In [1]:
import pronouncing
from itertools import product
import functools
import operator
from sacremoses import MosesTokenizer, MosesDetokenizer
from nltk.corpus import stopwords
from tqdm import tqdm_notebook as tqdm
import string
import gensim
from multiprocessing import Pool
from random import choice
import textstat

In [115]:
def pronounceable(word): return len(pronouncing.phones_for_word(word.strip())) > 0

In [117]:
# Simple tokenizer that doesn't mess with contractions and ignores unpronouncable words
def tokenize(phrase):
    tokenized = []
    
    buffer = ''
    for char in phrase:
        if len(char.strip()) == 0:
            if pronounceable(buffer):
                tokenized.append(buffer)
            buffer = ''
        elif char in string.punctuation:
            if pronounceable(buffer):
                tokenized.append(buffer)
            tokenized.append(char)
            buffer = ''
        else:
            buffer += char
            
    tokenized.append(buffer)
    
    return [tok for tok in tokenized if len(tok.strip()) > 0]

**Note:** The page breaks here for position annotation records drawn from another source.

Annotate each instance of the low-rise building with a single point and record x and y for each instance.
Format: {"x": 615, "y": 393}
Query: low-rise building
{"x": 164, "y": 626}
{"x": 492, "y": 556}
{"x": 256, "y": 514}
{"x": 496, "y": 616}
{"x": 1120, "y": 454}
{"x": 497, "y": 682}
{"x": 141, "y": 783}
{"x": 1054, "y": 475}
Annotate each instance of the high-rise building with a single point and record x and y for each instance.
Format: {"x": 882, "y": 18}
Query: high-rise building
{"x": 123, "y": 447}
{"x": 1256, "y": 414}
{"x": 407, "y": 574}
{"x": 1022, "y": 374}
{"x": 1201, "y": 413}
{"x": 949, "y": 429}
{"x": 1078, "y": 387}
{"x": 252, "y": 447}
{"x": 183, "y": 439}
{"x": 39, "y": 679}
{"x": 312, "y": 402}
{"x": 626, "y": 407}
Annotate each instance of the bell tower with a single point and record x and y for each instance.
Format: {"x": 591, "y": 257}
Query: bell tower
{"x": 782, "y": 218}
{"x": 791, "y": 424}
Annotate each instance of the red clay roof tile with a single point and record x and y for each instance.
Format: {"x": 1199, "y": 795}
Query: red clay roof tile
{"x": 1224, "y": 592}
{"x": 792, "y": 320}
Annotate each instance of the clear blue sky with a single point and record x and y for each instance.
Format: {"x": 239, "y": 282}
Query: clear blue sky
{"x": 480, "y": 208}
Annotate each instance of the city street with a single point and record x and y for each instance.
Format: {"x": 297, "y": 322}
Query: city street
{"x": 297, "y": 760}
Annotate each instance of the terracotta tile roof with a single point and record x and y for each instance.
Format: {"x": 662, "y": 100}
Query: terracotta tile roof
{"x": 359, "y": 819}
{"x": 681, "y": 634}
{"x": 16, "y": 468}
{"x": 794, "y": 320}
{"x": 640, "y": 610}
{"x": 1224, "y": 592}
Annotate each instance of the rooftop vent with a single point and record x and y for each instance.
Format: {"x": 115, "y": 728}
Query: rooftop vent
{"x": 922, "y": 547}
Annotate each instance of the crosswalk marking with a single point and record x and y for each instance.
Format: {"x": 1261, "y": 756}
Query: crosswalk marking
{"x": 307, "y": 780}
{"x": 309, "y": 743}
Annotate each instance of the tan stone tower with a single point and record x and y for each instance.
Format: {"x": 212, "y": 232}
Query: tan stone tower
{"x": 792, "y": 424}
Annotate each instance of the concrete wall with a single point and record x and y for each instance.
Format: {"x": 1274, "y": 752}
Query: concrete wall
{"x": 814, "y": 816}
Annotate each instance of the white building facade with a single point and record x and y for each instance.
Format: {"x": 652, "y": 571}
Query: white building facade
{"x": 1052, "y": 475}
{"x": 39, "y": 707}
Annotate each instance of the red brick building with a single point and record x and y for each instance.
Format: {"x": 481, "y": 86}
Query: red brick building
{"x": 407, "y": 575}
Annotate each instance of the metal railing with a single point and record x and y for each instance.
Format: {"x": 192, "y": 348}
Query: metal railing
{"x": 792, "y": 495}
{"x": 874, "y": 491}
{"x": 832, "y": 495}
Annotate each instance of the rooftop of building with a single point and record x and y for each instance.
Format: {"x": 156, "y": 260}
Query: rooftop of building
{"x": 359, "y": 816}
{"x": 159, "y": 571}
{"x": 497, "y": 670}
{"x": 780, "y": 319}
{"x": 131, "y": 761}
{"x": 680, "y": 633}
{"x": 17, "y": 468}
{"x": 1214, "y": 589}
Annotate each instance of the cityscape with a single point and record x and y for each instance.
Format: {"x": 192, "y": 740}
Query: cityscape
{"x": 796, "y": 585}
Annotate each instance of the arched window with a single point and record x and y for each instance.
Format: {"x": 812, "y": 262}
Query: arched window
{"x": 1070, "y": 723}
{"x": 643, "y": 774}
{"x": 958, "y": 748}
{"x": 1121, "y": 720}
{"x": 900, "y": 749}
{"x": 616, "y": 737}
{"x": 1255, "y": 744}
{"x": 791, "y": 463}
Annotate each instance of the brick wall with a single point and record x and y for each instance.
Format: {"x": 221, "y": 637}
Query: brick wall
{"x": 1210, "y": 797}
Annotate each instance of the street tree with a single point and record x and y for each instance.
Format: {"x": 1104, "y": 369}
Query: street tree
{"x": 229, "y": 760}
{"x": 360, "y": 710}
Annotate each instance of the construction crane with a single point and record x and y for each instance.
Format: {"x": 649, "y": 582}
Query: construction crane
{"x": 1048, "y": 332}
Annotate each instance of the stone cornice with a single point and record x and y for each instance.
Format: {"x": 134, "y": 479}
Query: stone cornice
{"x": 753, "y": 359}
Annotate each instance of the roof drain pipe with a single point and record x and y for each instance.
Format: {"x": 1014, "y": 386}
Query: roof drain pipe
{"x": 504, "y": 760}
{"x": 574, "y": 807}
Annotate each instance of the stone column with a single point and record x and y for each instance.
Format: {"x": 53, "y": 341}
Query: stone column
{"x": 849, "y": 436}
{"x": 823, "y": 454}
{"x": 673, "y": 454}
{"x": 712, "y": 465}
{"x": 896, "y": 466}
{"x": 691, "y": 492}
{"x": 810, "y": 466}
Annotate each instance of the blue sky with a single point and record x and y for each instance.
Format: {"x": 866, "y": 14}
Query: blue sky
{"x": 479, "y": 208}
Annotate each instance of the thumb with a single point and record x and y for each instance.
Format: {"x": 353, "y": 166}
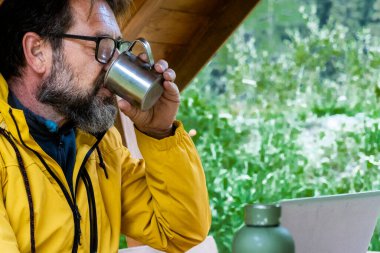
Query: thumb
{"x": 128, "y": 109}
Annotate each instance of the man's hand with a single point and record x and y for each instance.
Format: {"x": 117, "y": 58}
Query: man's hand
{"x": 158, "y": 121}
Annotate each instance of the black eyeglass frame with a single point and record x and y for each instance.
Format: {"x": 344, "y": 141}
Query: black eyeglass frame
{"x": 97, "y": 40}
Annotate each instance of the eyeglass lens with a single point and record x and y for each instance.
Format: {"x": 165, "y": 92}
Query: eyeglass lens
{"x": 106, "y": 49}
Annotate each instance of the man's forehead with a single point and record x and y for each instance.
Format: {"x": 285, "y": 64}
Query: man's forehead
{"x": 96, "y": 14}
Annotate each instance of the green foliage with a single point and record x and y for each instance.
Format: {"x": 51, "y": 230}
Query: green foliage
{"x": 296, "y": 123}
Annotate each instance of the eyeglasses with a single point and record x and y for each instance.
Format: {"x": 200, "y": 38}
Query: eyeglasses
{"x": 105, "y": 46}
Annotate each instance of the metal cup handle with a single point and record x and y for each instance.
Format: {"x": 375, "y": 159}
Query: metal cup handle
{"x": 147, "y": 48}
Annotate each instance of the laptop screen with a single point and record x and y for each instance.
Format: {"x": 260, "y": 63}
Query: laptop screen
{"x": 332, "y": 224}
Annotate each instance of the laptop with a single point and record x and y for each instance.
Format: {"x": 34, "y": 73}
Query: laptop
{"x": 332, "y": 224}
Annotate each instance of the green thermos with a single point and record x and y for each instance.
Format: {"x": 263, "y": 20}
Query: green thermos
{"x": 262, "y": 232}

detokenize = MosesDetokenizer().detokenize # mostly compatible with my tokenizer
print(detokenize(tokenize("Hello, 'world'!")))

Hello, 'world'!


In [3]:
model = gensim.models.KeyedVectors.load('/mnt/bigfiles/dl/datasets/gensim-fasttext-300d-2M.vec', mmap='r')

In [4]:
def remove_punctuation(phrase): return phrase.translate(str.maketrans({a:' ' for a in string.punctuation}))

In [5]:
stop = set(stopwords.words('english'))

INCLUDE_STOP = True
def synonyms(word):
    if word in string.punctuation:
        return [word]
    
    if not INCLUDE_STOP and word in stop:
        return [word]
    
    most_similar = [word] + [data[0].lower().replace(' ', '-') for data in model.most_similar(positive=[word.lower()], topn=50)]
    only_pronouncable = [word for word in most_similar if len(word) > 0 and len(pronouncing.phones_for_word(word)) > 0]
    
    return list(set(only_pronouncable))[:20]

synonyms('spirit')

  if np.issubdtype(vec.dtype, np.int):


['soul', 'essence', 'spirit', 'spirits', 'kindred']

In [8]:
def get_meter(line):
    syllables = 0 
    stresses = []
    for word in line:
        if word not in string.punctuation:
            phonemes = pronouncing.phones_for_word(word)[0]
            syllables += pronouncing.syllable_count(phonemes)
            stresses.append(list(map(int, pronouncing.stresses(phonemes))))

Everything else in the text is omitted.